The Wachowskis are sharing writing and directing duties on Cloud Atlas with Tom Tykwer, who's no stranger to tackling intimidating literary pieces - seeing how he helmed the cinematic version of the novel, Perfume: The Story of a Murderer (a book that even the great Stanley Kubrick ultimately decided could not be properly filmed).
Back in January, Natalie Portman indicated that she might be starring in the Cloud Atlas movie, but that no longer looks to be the case. Previously rumored candidates like Halle Berry and Tom Hanks have since been confirmed to star in the film - and now THR has also learned that Hugo Weaving (who was recently confirmed for The Hobbit) and Ben Whishaw (the star of Tykwer's Perfume adaptation) are officially onboard as well.
Production on Cloud Atlas is expected to begin this fall, which makes it less likely that rumored stars like James McAvoy and Ian McKellen will be joining the cast (due to their already-busy schedules).
It's also being reported that "each actor in ['Cloud Atlas'] will be playing multiple roles," so as to draw more overt connections between the six distinct narrative threads of the piece. Weaving should be relatively comfortable with that task, having literally starred opposite himself in the Wachowski's Matrix sequels.

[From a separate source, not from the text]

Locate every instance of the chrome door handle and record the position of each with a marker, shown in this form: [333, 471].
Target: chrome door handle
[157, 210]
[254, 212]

For those not familiar with David Mitchell's original novel, Cloud Atlas is composed of six separate storylines that involve:
- A naïve clerk traveling on a Polynesian voyage in the 19th century
- An aspiring (British) composer who takes up residence with a brilliant composer who has syphilis in the 1930s
- A journalist investigating a California nuclear power plant in the 1970s
- A 21st century publisher who gets his hands on a novel that could change the world
- A human clone designed for slave labor in the future
- A Hawaiian tribesman who has survived the apocalypse and recounts aloud the history of the world from a remote island
Each of these stories are written in their own unique fashion in Mitchell's book; Tykwer and the Wachowskis could potentially imitate that approach by significantly altering the cinematography and editing style of each respective segment in their film adaptation. However, the real trick is finding a way to simplify and connect each separate narrative thread in a way that works in cinematic form (and there's no obvious solution to that problem).
That said: With an excellent cast assembled so far and some creative talents working behind the scenes, there's good reason (for now) to think that Cloud Atlas could be something special - and, if nothing else, hopefully a return to form for the Wachowskis.